Part 4: The Expert Panel
Martin Seligman is the founding father of positive psychology, and the elected President of the American Psychological Association (APA) in 1998. He first identified happiness as the focus of positive psychology, then refined it to well-being. Some of his big ideas are PERMA as the five measurable aspects of well-being, and the focus on building core virtues and signature strengths for a good life.
Dan Gilbert is a social psychologist and writer. He is the author of the international bestseller Stumbling on Happiness. His TED talk on happiness has been viewed over 14 million times. Dan Gilbert is the researcher behind the fascinating study on lottery winners and paraplegics, and on affective forecasting.

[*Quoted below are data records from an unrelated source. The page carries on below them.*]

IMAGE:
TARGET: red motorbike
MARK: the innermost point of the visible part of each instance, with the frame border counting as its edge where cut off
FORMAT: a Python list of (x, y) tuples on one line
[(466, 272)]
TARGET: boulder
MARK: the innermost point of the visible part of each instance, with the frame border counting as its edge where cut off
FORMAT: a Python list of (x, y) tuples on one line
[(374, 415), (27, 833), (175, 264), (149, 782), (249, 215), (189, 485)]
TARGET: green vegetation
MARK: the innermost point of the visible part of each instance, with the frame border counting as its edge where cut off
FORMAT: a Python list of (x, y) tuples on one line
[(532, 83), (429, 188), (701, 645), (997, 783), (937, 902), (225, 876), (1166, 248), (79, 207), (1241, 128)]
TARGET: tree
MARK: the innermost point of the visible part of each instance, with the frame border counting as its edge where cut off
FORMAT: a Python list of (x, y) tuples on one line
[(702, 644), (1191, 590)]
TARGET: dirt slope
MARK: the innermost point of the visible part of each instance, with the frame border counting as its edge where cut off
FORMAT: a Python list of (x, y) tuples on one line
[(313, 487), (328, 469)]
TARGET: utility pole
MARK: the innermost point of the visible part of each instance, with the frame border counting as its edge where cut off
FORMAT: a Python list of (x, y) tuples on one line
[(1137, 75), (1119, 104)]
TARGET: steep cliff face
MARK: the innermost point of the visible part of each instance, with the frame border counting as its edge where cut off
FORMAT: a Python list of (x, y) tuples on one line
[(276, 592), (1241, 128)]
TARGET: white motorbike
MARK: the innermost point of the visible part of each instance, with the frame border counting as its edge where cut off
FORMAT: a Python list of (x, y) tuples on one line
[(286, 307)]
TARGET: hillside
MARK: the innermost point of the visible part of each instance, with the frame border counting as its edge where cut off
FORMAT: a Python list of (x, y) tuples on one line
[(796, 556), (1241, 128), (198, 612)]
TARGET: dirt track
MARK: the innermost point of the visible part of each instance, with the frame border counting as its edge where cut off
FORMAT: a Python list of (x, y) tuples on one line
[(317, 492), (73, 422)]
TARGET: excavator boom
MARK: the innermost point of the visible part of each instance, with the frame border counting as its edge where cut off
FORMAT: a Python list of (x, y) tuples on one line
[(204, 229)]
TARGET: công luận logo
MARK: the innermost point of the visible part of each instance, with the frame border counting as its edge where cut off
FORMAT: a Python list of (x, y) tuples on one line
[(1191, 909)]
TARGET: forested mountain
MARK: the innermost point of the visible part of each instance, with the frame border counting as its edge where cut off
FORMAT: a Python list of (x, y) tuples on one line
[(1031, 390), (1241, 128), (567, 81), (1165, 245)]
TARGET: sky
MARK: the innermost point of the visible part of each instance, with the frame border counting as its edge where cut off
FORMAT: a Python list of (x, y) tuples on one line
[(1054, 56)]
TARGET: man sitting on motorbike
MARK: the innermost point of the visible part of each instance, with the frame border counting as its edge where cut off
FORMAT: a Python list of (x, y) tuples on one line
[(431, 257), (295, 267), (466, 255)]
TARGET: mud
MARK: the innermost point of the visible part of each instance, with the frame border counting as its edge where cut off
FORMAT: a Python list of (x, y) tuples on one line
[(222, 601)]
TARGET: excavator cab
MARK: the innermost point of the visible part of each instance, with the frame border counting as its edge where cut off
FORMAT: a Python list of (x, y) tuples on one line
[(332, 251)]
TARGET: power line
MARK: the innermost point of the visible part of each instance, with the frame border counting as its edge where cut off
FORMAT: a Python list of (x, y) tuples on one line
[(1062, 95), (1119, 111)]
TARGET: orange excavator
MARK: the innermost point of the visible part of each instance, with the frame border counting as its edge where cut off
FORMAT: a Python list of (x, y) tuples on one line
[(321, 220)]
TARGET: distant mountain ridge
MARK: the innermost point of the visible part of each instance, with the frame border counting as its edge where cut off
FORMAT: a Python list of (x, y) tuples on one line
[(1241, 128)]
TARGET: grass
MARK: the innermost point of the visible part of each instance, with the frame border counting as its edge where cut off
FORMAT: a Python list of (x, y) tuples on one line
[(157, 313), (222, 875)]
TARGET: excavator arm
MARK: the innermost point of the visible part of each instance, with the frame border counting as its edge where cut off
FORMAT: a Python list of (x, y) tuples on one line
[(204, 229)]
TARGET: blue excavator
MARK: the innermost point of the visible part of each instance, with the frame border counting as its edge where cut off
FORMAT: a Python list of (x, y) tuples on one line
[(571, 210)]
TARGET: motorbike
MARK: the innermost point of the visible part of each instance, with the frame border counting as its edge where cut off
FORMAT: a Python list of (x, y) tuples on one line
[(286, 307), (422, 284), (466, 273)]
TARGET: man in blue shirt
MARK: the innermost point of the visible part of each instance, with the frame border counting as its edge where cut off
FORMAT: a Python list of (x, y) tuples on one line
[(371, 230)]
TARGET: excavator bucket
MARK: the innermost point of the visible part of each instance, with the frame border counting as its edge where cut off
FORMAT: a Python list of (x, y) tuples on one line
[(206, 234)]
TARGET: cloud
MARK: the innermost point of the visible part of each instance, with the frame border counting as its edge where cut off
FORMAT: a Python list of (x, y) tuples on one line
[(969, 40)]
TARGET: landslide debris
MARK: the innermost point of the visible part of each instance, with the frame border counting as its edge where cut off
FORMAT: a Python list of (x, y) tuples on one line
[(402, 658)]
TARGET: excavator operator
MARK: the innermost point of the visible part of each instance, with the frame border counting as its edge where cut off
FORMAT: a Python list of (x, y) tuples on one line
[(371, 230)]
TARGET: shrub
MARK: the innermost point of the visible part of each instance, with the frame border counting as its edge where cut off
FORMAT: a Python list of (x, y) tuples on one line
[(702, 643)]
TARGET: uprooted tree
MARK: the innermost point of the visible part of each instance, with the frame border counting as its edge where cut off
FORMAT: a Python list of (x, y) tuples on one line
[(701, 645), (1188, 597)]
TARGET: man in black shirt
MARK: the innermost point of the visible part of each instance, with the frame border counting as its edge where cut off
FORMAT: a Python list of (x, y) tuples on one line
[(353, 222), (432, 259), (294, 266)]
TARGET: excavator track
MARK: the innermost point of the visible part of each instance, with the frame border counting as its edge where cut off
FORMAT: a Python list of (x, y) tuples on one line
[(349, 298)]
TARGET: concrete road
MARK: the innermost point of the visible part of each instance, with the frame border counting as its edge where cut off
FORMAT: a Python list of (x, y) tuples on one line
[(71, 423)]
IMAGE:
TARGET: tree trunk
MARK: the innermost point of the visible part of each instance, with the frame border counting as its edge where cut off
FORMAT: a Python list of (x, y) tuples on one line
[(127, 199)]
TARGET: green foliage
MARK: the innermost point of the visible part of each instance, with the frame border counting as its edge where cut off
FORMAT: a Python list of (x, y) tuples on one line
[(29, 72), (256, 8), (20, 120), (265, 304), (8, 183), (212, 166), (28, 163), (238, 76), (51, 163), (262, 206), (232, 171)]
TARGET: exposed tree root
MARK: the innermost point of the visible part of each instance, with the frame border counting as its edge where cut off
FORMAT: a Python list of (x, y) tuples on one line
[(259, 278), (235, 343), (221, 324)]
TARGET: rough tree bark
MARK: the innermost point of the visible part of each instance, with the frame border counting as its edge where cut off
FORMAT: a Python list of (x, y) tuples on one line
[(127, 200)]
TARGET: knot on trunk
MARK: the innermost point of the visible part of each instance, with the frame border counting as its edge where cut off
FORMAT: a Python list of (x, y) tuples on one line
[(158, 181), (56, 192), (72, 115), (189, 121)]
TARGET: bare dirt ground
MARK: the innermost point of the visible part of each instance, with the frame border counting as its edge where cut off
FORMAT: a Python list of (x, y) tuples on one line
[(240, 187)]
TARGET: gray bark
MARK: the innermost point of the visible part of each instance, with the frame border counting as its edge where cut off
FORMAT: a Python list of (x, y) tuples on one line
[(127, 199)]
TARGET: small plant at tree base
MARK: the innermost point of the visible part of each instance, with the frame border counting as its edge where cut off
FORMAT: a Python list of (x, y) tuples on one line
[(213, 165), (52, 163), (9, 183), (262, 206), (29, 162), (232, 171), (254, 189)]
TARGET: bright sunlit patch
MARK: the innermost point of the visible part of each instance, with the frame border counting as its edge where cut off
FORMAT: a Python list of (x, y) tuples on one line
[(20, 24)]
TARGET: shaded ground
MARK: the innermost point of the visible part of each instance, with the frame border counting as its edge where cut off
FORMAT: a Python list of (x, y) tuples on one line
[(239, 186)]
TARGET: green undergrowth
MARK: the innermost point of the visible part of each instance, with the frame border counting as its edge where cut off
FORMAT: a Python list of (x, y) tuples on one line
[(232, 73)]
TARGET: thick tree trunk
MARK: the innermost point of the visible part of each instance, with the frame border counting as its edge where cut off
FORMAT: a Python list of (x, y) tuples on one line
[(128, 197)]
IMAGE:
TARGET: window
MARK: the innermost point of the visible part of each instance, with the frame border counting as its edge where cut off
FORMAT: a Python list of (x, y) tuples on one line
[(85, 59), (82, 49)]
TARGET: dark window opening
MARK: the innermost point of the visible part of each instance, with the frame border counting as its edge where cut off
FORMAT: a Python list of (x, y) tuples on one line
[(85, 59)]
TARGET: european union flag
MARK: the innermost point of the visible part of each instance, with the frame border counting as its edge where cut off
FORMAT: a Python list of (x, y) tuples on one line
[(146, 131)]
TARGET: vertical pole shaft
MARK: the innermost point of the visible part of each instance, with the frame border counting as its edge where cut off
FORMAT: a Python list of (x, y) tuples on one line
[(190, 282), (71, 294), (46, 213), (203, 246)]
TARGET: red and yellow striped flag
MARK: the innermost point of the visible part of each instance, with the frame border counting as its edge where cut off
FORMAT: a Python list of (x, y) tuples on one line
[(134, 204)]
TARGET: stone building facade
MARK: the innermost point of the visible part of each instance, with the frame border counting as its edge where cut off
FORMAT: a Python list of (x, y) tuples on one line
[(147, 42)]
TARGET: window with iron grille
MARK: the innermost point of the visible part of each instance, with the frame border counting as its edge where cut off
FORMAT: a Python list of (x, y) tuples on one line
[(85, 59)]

Mihaly Csikszentmihalyi is a Hungarian positive psychologist. He researches extensively on the topics of happiness and creativity. Mihaly Csikszentmihalyi came up with the concept of ‘flow’, which is a mental state of being whereby one is fully immersed in the process of the activity. Increasing the number of flow experiences in our lives increases our well-being.
Tal Ben-Shahar is a consultant and lecturer in the areas of positive psychology and leadership. He created the most popular course in Harvard University to date, ‘Positive Psychology 101’.
His big ideas include the four archetypes of people – the rat racer, the hedonist, the nihilist, and the happiness archetype.
Sonja Lyubomirsky is a professor in the Department of Psychology at the University of Chicago. She researches extensively on the topic of human happiness. Some of her big ideas are the concept of baseline happiness, gratitude, optimism, and acts of kindness as ways to increase happiness.